AI gender detection solution to help close the gender gap in mobile phone access and use.
ChallengeGender analysis & identification toolkit development
SolutionDockerized app for subscriber gender analysis & identification
Technologies and toolsDocker, Node.js, React, Python, Celery, Redis, Flask, PySpark, Pandas, Scikit-learn, LightGBM, XGBoost, HyperOpt, SHAP
The Client is GSMA, a global organization unifying the mobile ecosystem to discover, develop and deliver innovation foundational to positive business environments and societal change. They represent mobile operators and organizations across the mobile ecosystem and adjacent industries.
The Client approached ESSID Solutions to support the Inclusive Tech Lab on advancing their existing system that performs gender detection AI of mobile phone users.
Challenge: gender analysis & identification toolkit development
Women are a powerful source of growth, they are crucial to a country’s development. Inequalities between men and women can reduce nationwide progress in health, education, and standard of living. Today, women still face systemic, and importantly, often unmeasured, barriers to catching up and closing the gender gap.
When it comes to connectivity and the mobile industry, across low and middle-income countries, 390 million women are unconnected, and 184 million fewer women than men own a mobile phone. Yet women are not just a “segment”, but half of the potential customer base. This is a challenge and an excellent opportunity for telecom operators worldwide. Closing the gender gap can benefit women, society, and the mobile industry in general.
To close the gender gap, GSMA needed to close the gender data gap. Today, mobile phone operators across low- and middle-income countries need more KYC data to be able to better understand bottlenecks in mobile phone penetration among women and design products targeted to women.
To address the gender data gap and manage mobile phone data analysis, GSMA Connected Women, in partnership with ESSID Solutions, was challenged to develop a Gender Analysis and Identification Toolkit.
Solution: dockerized app for subscriber gender analysis & identification
The main objective of developing the toolkit was to provide mobile network operators (MNOs) with a tool they could easily install and run on-premises to predict high-quality gender labels for their subscriber base and to get insights from the analytics dashboard.
The ESSID Solutions team, in support with the GSMA Inclusive Tech Lab refactored and improved the existing toolkit bringing a more complete analytics environment to attend to the mobile operator’s needs.
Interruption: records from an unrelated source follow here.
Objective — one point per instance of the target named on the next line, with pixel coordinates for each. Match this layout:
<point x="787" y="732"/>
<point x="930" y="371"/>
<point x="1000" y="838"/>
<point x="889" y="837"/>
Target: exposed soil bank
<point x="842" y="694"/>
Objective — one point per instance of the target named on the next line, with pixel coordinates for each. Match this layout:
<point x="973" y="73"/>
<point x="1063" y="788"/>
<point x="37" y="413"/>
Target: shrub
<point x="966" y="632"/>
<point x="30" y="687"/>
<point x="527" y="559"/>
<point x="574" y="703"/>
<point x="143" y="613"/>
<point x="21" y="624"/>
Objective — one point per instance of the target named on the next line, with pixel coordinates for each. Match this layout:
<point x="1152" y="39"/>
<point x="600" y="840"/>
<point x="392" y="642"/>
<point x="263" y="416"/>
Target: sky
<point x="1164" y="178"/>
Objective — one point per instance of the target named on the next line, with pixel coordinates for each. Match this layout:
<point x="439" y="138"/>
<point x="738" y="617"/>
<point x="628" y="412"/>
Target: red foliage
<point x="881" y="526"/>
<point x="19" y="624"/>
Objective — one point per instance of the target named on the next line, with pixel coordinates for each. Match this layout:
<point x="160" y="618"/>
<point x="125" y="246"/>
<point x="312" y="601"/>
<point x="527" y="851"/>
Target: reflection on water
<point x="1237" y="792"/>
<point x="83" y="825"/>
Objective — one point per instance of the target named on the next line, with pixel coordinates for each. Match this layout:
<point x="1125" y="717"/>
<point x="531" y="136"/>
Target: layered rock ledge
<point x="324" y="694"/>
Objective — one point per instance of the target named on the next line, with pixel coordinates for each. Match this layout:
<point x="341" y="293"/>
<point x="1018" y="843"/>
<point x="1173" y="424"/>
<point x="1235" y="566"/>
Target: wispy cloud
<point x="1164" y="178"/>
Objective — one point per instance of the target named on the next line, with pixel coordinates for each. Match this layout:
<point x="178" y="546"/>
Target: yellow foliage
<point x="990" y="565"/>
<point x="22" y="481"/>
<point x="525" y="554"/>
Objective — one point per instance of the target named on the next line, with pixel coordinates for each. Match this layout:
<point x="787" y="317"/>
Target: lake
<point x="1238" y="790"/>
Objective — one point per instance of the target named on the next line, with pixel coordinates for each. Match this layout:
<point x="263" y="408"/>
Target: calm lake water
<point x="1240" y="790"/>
Working closely with our Client, we have built the 3.0 version of the product.
The solution components are deployed and operated within Docker containers. The architecture is structured in a way that the MNO can run the system on their premises or in the cloud. The use of the tool involves three main steps:
- Raw Data Preparation: The user begins by specifying the location of various raw data files, such as survey data containing ground truth gender labels, call detail records, mobile money transaction history, etc. This step involves preparing and organizing the necessary data for further analysis.
- Modeling: In this step, the user runs experiments to identify the optimal classification model for predicting the gender of subscribers. By leveraging the specified datasets, the user can train and evaluate various models to determine the one that delivers the best performance.
- Prediction Generation and Analytics Reporting: Once the preferred classification model is identified, the user proceeds to generate gender predictions based on the trained model. These predictions are then utilized to generate a comprehensive analytics report. The report aims to offer valuable information for decision-making and strategic planning within the MNO.
The whole flow is presented below:
The primary objective for the ESSID Solutions team was to create a user-friendly, adaptable, and flexible solution. It enables users to effortlessly explore various machine learning algorithms and experiment with different models to identify the most effective one.
The solution offers a streamlined pipeline that can be configured and executed without the need for extensive technical knowledge.
Addressing the challenge of managing huge volumes of data while maintaining a resilient workflow was a key priority.
Result: closing the gender gap and providing a more inclusive ecosystem
The result of our work is an advanced Gender Analysis and Identification Toolkit. The beauty of the solution is that it allows mobile network operators to identify the gender of their subscribers based on phone usage history and provides insights into the gender gap. Using the solution, they can explore the latest data on mobile gender gap and understand what’s needed to be able to close it.
We are grateful to the GSMA team for inviting our company to collaborate on such a complex and challenging project. We’ve completed the deliverables on time and met the Client’s expectations.